なんか、降りてきたら懐かしいもの見てるから」
「あぁ、いつの間にかあんなに大きくなってたんだって。蒼真。
ずっとずっと俺らの中では赤ちゃんのままだったから。」
「わかる。
まだみんな頭撫でたり、抱きしめたり…。
そろそろ控えないとだよね」
まさかこんなに大きくなってて、
赤ちゃん産むんだって決めた時の顔の
逞しさに驚いた。
自分が妊娠してた時、
自分は少しでも母親らしくあれただろうか。
母親っぽくなかったかもしれない。
まだまだ何か足らないものがあったかもしれない。
だから、サラちゃんを元気に産めなかったのか。
ずっとずっと心の奥に引っかかってる。
「それより、ハル行かなくていいのか。
お産なんだろ?」
「あ、そうだった。

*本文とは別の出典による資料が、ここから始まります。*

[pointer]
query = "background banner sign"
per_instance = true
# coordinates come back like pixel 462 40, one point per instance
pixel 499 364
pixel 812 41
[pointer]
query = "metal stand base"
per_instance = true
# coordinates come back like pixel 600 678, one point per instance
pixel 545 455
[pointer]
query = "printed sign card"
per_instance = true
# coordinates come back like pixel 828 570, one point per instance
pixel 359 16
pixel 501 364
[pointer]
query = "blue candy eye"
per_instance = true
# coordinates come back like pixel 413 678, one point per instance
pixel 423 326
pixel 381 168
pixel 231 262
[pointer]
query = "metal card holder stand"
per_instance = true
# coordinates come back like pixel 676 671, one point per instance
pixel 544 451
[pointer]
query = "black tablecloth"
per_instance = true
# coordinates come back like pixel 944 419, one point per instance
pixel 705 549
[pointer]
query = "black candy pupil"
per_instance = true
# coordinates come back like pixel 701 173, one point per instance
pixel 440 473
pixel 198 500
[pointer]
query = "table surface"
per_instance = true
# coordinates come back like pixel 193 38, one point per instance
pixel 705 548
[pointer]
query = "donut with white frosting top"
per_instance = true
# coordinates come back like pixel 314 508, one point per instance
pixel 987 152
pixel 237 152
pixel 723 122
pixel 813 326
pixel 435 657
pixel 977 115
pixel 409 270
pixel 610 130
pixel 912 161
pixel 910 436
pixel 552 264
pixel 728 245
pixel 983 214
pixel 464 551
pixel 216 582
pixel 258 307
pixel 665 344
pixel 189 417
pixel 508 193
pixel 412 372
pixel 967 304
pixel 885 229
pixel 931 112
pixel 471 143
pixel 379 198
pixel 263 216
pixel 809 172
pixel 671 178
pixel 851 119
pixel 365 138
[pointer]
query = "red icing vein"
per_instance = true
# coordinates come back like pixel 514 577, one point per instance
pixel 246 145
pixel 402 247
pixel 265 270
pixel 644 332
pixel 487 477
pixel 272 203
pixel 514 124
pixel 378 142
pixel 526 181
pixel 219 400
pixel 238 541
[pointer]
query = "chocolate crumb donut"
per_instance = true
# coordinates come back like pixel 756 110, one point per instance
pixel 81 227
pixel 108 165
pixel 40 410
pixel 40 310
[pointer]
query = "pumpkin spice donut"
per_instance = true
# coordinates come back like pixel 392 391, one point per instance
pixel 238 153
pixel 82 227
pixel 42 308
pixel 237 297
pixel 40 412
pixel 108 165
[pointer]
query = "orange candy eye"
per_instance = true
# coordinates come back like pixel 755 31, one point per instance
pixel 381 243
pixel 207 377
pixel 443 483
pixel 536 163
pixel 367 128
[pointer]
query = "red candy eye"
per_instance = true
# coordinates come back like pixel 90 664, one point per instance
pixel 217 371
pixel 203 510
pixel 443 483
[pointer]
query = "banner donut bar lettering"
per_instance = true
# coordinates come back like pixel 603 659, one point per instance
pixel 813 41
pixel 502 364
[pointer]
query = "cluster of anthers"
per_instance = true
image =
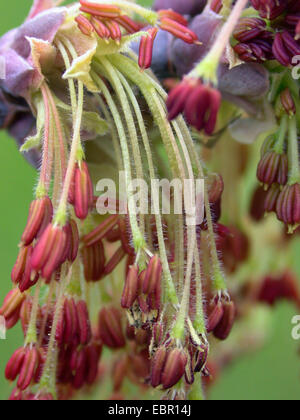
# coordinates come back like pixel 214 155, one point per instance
pixel 148 288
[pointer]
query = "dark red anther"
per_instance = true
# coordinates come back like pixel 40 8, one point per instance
pixel 152 276
pixel 270 203
pixel 114 261
pixel 67 330
pixel 285 48
pixel 216 312
pixel 93 354
pixel 93 258
pixel 28 278
pixel 273 168
pixel 84 25
pixel 47 254
pixel 101 30
pixel 84 325
pixel 83 191
pixel 200 103
pixel 157 366
pixel 288 206
pixel 128 24
pixel 40 215
pixel 78 365
pixel 146 49
pixel 11 307
pixel 174 368
pixel 224 327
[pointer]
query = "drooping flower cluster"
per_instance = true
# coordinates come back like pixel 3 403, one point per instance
pixel 94 274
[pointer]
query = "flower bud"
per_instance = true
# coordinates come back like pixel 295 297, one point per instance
pixel 288 102
pixel 273 168
pixel 119 372
pixel 288 205
pixel 271 198
pixel 174 368
pixel 83 191
pixel 93 354
pixel 47 253
pixel 130 292
pixel 114 261
pixel 152 276
pixel 199 102
pixel 93 258
pixel 216 312
pixel 11 307
pixel 84 326
pixel 157 366
pixel 40 215
pixel 146 49
pixel 78 365
pixel 106 11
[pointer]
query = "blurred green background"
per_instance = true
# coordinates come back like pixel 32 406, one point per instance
pixel 273 373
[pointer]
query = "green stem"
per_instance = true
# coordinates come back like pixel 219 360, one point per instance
pixel 138 239
pixel 112 76
pixel 31 335
pixel 281 135
pixel 158 220
pixel 61 214
pixel 293 152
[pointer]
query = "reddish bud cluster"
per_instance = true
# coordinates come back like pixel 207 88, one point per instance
pixel 142 292
pixel 24 364
pixel 81 193
pixel 40 215
pixel 107 20
pixel 199 102
pixel 273 168
pixel 11 307
pixel 168 367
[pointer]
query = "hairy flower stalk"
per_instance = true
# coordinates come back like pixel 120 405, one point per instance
pixel 145 282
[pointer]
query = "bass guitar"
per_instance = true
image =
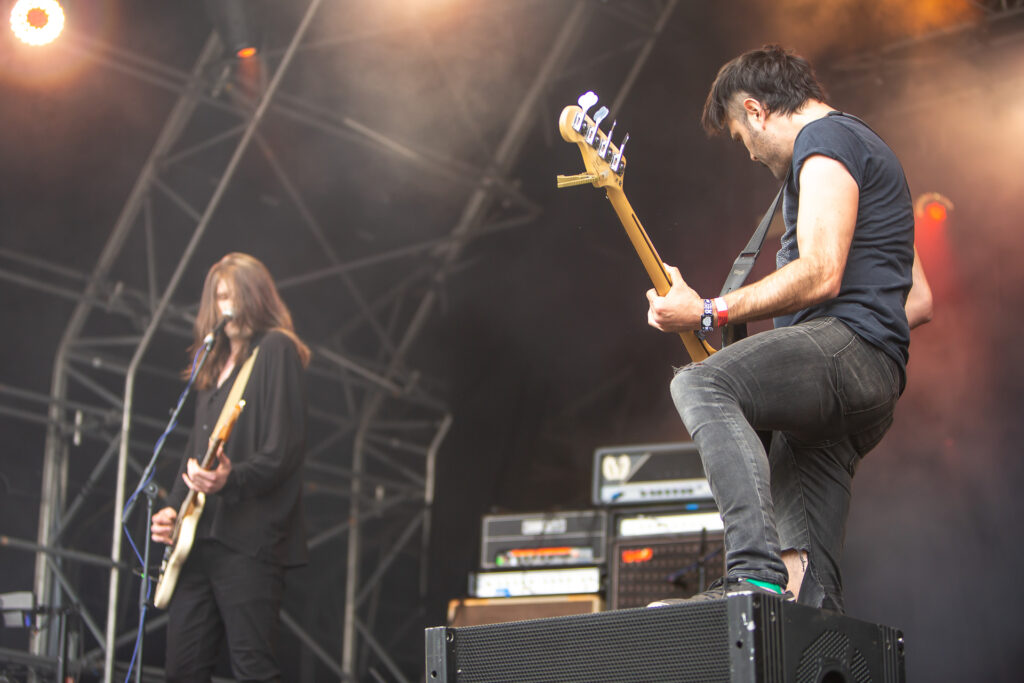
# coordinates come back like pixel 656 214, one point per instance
pixel 605 166
pixel 186 522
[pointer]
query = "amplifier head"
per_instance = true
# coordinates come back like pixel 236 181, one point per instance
pixel 649 474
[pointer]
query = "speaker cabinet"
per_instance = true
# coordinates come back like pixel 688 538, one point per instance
pixel 749 638
pixel 476 611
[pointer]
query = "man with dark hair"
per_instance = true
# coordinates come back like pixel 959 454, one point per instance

行ってきます」
兄ちゃんに気をつけて、と見送られた。
玄関を出ると吸い込まれるような暗さだった。
空には満天の星。
田舎のいい所だと思う、星が綺麗に見えること。
一際ピカピカ輝く星がいた。
俺に「見て」って言ってるように。
あ、今日は
サラちゃんの月命日。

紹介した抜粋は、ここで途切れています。